Marcó Jordi Alba al Betis en el último suspiro y, exagerando, por un momento me hizo pensar en la chilena de Rivaldo al Valencia. El Barça aseguró su presencia en la próxima Champions y, a partir de ahí, desde ya tiene que trabajar en cómo será su futuro. Y desde estas líneas en MD lo escribo: en un club sin la salud económica de otros tiempos, prefiero que se trabaje por un Barça joven que por la pura inmediatez. Más que en un equipo para mañana, pensemos en uno para pasado mañana.
De entrada, quien diga que estos tres partidos que faltan para cerrar la temporada no sirven de nada se equivoca. Para algunos miembros de la actual plantilla debería ser una pseudopretemporada, para desempatar su futuro. Más allá de saber qué pasará con los Dembélés, Adamas y unos cuantos más, hay quien puede irse del Barça casi sin haberlo visto jugar. Por decir uno, Neto, a quien por cierto vi bastante bien en un estadio tan difícil como el Villamarín.
¿Y de fichajes? Por dinero y ganas de pelear por títulos, llega un verano difícil, es obvio. Se habla de Lewandowski, un gran ‘9’, pero además de su alta cotización va para los 34. Sería una bendición avanzarse a la eclosión del gran jugador en crack, descubrir a un Stoichkov del Siglo XXI, por decirlo así.
Al Barça de Xavi ya se le han visto no hace tanto buenas cosas y el trío de pifias ante Eintracht, Cádiz y Rayo, si algo revela, es que falta mejorar la fiabilidad, que es saber ganar el día que no juegas bien. Pero, insisto, preferiría reforzar el plantel insistiendo en hacer un equipo más para el largo recorrido que para el domingo que viene.
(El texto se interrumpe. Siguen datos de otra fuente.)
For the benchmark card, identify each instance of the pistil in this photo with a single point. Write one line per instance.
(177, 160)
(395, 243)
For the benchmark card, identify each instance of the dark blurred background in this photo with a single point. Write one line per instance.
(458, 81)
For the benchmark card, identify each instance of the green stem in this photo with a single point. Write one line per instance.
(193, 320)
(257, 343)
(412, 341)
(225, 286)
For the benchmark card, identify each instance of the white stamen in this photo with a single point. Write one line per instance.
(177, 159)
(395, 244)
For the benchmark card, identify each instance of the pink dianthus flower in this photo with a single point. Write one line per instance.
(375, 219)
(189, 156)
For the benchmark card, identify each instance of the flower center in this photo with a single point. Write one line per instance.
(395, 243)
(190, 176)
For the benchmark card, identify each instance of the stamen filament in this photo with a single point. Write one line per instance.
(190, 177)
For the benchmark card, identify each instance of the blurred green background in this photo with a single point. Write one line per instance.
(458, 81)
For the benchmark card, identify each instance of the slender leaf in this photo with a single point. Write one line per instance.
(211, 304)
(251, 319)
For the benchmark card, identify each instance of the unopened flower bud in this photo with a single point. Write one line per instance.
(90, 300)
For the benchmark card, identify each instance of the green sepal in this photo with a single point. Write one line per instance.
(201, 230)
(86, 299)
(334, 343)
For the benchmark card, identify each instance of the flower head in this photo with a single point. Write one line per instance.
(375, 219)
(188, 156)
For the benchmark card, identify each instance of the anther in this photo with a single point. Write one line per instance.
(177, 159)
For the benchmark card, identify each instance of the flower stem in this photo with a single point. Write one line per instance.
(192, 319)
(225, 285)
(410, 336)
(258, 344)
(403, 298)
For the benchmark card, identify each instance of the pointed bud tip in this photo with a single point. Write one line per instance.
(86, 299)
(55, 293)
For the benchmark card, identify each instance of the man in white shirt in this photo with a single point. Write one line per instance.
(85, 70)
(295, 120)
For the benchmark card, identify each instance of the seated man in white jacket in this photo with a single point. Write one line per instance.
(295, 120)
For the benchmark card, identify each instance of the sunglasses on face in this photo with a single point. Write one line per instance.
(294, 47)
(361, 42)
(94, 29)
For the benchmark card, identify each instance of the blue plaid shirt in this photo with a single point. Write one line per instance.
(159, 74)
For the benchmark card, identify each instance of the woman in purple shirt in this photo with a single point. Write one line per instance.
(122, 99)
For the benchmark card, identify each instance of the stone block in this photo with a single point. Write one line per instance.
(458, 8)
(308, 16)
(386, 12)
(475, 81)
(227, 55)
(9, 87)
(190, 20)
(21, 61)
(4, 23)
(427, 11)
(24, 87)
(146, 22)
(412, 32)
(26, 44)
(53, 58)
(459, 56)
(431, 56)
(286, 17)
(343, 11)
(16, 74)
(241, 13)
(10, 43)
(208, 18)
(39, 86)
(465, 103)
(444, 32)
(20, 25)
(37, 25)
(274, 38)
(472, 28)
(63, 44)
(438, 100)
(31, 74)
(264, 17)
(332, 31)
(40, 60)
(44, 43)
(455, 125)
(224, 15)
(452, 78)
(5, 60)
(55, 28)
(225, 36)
En la actual plantilla hay donde ilusionarse, sobre todo si a Ansu y Pedri les acompaña el físico. Y, a pesar de que ahora le esté costando más, me gusta la obsesión de Ferran por chutar.
EL MADRID CONFIRMA QUE NO TODO TIENE EXPLICACIÓN
Si en agosto alguien me hubiera dicho que este Madrid iba a ganar la Liga a 4 jornadas y que estaría en la final de la Champions no sé qué le hubiera soltado. Iluso, como poco. Pero lo del Real en Europa confirma que en el fútbol no todo se explica. Todos los grandes clubs hemos vivido alguna vez milagros raros, pero a nadie le pasa todos los días, salvo al Madrid. Tras PSG, Chelsea y City, ahora viene el Liverpool. La lógica le haría favorito, pero mejor no decir nada más. Como el del Barça, el entrenador del Madrid tiene la presión de ganar. Pero disfruta de más libertad: puede quitar cracks, poner piernas y sobrevivir como sea. En el Barça habría un gran debate. Ganando 1-0, una vez puse un central en el 90’ y me preguntaron por qué lo hice. “Para defender”, dije. La que se montó. Y eso que ganamos...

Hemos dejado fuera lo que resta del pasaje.